Regret for Sin: Part 2

Are you ready for some good news?

When you have sinned, the offer of the Gospel is not only forgiveness, but renewed gladness. God does not require penitence or performance. He does not wait for you to prove yourself worthy of His love. Instead, He invites you back into the celebration.

David’s prayer in Psalm 51 is stunning.

After David committed adultery with Bathsheba and murdered her husband Uriah, the prophet Nathan confronted Israel’s king. David’s confessional prayer is replete with breathtaking boldness. He dares to ask God for a complete cleansing:

Purge me with hyssop, and I shall be clean; wash me, and I shall be whiter than snow. Let me hear joy and gladness; let the bones that you have broken rejoice.” (Psalm 51:7–8, ESV)

Though preachers and interpreters normally focus on the nature of David’s earnest confession, what’s remarkable about Psalm 51 is what David asks of God. He asks that his sin be “blotted out” (completely removed from the record book). He asks that he be “purged with hyssop” (the leafy hyssop was used by Hebrew fathers to paint blood over their doors at Passover and by priests to declare the diseased clean).
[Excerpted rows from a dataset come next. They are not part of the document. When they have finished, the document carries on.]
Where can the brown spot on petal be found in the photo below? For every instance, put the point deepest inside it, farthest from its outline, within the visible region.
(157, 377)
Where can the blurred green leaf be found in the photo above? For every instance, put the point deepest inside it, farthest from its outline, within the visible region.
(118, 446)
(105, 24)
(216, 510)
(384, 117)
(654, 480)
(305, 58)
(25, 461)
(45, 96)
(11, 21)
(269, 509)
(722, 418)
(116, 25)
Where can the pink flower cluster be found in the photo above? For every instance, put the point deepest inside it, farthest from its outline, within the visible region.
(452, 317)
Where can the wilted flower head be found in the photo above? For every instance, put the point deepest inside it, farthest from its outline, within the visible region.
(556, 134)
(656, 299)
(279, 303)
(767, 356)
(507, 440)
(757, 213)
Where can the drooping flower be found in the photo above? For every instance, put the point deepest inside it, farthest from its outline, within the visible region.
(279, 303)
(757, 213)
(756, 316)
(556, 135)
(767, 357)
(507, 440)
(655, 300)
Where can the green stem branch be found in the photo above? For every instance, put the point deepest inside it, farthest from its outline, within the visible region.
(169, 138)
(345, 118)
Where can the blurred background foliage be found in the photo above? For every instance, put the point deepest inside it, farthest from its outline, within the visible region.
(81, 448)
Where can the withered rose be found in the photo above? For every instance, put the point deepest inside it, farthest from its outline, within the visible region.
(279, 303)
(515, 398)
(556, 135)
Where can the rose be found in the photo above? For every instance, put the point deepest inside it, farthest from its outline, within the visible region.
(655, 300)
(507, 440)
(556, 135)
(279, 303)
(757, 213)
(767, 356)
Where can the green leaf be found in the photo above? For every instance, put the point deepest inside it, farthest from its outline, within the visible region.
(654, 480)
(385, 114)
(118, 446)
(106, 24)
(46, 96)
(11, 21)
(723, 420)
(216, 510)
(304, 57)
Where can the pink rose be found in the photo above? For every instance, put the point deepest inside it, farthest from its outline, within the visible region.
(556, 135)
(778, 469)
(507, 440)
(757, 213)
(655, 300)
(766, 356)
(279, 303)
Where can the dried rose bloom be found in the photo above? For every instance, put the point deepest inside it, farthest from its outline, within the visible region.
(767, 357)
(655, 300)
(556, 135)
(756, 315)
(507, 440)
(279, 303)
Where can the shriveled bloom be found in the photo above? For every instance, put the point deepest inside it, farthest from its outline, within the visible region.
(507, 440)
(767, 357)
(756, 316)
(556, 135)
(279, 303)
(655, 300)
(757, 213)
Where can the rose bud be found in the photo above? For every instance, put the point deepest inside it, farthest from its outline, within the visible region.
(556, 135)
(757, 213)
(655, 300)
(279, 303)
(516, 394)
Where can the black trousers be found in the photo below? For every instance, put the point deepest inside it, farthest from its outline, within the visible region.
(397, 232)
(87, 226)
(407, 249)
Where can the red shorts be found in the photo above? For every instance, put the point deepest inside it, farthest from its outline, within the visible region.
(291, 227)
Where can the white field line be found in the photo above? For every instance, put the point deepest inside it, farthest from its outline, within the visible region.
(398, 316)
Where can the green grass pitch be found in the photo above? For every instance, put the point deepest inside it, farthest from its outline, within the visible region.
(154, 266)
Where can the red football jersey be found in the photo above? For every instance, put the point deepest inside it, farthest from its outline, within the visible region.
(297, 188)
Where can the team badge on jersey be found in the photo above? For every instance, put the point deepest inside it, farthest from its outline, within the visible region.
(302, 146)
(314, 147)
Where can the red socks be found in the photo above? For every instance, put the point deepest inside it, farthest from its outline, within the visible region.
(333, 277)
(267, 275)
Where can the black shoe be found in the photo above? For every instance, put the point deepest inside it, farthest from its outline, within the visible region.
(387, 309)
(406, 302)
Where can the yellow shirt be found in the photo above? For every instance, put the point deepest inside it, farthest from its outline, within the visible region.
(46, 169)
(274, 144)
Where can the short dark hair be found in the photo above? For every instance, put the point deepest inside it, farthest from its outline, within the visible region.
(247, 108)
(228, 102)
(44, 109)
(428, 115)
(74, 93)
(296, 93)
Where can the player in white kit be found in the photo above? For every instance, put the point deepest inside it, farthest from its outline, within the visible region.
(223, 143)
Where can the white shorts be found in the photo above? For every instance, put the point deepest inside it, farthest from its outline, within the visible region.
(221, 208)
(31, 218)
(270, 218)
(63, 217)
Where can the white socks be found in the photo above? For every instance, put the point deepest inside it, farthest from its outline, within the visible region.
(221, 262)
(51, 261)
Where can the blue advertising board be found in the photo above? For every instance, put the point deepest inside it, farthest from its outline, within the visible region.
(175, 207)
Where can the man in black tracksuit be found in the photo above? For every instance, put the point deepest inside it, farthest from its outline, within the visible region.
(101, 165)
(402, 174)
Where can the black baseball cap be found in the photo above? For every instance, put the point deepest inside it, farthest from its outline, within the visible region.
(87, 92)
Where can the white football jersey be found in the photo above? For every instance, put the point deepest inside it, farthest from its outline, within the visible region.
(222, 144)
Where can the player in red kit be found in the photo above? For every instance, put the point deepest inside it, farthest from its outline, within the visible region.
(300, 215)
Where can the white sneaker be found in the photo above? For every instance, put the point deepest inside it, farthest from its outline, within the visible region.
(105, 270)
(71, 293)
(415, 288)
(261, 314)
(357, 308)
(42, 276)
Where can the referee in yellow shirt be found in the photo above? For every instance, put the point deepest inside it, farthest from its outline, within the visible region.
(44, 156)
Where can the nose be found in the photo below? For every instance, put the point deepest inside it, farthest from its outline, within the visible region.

But it’s what David asks next that beggars belief: “Let me hear joy and gladness.”

David wants more than forgiveness; he wants the joy of the Lord!

Once sin is confessed and forgiven, God has no interest in your prolonged, self-condemning remorse. He invites you into His grace.

Charles Spurgeon put it well:

 “A penitent need not ask to be a hired servant, or settle down in despairing content with perpetual mourning; he may ask for gladness and he shall have it; for if when prodigals return the father is glad, and the neighbours and friends rejoice and are merry with music and dancing, what need can there be that the restored one himself should be wretched?”

David’s remarkable prayer of confession sees into the heart of God and makes an appeal to the very work that Christ would come to do. Christ came so that He could become your sin and that you would be merited with His righteousness. God came in Christ not just to forgive you so that you wouldn’t be condemned forever. God came in Christ so that you would enjoy Him forever. And that’s the Gospel!